In the last few months, I've had a few mediations in which the parties, through their lawyers, asserted from the beginning that the mediation process was going to be futile. Everyone believed that resolution was simply impossible but came to the mediation process because of court-imposed requirement for cases pending in certain jurisdictions . Despite the bleak prospects, in each case the parties reached settlement by the end of the mediation.
These cases involved different types of claims and ranged from low 5-figure to 7-figure settlements. The consistent ingredient for the success of the process was open-mindedness. For mediations to lead to resolution, all parties must broaden their view of the case and recalibrate accordingly. Although the parties had firmly entrenched positions after slogging through discovery and dispositive motions, they allowed their perspectives to be shifted through mediation. They came to the mediation with a willingness to hear new information and to hear different angles from which to view the same facts -- even though they all "strongly believed that they would win at trial". This openness is essential to relaxing a hardened position.
In one mediation, the company owner was convinced that his company was not "guilty" of discrimination. Yet, he was open to listening to the risks of a jury not agreeing with him. He even said to me, "I hear what my lawyer says; I hear what the other side's lawyer says, but they are both biased. What do you think about this case? What does Switzerland say?" I responded by reiterating the strengths of his case and pointing out the pieces of evidence that were persuasive for the other side. He was open to hearing of the possibility that a jury may not adopt his view of the "facts" and the reasons why. Without this openness, he would have maintained his resolve at the start of the day to have his day in court and roll the dice at trial.
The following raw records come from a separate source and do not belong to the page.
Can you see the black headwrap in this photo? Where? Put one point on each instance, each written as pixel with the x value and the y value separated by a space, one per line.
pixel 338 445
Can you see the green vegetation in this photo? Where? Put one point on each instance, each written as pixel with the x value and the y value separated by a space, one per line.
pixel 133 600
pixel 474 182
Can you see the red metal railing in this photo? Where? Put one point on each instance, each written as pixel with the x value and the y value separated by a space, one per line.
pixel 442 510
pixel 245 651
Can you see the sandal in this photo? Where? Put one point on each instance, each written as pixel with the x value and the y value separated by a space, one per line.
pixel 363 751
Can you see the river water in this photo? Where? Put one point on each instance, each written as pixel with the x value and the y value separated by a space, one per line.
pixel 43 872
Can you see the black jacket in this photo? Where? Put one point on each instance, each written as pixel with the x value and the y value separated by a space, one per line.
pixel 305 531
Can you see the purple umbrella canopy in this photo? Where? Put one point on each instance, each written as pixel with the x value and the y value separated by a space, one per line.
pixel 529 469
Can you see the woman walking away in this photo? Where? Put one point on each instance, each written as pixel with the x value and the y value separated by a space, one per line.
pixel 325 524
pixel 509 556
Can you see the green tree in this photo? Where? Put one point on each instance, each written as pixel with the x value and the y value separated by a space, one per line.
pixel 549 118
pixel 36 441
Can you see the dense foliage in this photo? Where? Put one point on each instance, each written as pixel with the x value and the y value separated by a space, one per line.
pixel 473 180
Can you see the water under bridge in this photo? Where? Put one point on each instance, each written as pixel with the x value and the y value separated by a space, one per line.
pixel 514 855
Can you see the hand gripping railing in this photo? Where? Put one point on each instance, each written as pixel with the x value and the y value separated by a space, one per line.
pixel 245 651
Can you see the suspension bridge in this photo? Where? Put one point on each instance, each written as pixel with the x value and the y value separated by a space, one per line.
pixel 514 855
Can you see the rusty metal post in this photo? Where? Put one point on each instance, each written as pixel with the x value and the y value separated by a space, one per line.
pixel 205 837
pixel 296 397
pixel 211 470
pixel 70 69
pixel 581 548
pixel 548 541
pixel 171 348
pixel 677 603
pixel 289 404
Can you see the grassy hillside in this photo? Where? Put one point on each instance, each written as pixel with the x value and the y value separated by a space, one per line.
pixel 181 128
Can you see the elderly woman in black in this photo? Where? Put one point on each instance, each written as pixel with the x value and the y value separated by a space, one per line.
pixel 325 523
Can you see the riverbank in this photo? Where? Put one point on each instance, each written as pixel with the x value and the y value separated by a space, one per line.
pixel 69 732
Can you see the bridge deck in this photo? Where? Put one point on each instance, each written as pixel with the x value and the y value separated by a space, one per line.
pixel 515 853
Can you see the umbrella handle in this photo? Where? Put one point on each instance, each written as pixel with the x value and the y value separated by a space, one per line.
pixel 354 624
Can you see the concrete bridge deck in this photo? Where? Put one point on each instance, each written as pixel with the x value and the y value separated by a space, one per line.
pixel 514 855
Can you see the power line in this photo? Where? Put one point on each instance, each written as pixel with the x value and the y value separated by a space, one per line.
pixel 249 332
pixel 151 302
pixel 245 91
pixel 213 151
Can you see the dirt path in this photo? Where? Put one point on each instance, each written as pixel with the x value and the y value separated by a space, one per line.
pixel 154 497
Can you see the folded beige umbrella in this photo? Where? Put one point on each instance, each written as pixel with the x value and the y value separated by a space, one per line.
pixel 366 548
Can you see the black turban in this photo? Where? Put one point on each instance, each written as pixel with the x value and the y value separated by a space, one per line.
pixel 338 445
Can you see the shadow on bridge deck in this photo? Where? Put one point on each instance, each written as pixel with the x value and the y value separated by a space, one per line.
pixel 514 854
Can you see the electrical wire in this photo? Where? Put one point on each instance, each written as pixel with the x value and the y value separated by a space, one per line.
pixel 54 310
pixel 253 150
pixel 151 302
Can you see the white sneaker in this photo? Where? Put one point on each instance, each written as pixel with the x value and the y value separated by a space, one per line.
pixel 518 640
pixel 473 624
In another case, the company owner had no desire to settle the case and repeatedly characterized the mediation process as extortion. The plaintiff in that case wanted to take the company through a public trial and "teach a lesson" to her former employer. Since their federal judge would not excuse them from the requirement to mediate, they scheduled a half-day mediation with me. After 8 hours of mediation, the parties signed a settlement agreement and left the process content and resolved. Both sides came to the mediation with a willingness to be educated about their case and openness to hearing about the realities of litigation. Through the process, the plaintiff realized that the company had clearly heard her claims. She also recognized that the desire to teach the company a lesson came at too high of a cost and risk. Through the process, the company recognized the benefits to settlement and closure versus litigation. More importantly, the company owner justified the payment to the plaintiff as the cost of a lesson in effective management rather than extortion.
In both of these cases, the parties and their clients started the process with no hope for resolution yet left with a settlement. Attorneys facilitate this outcome by being open to resolution in even the most (seemingly) hopeless of cases. With this approach, attorneys can authentically counsel their clients to keep an open mind in mediation and to allow their viewpoints to shift. Even as a neutral, at times I find myself surprised when the most difficult cases reach settlement. Resolution in mediation remains possible even when it seems unlikely. The key is to approach every mediation with an open mind and expect the unexpected.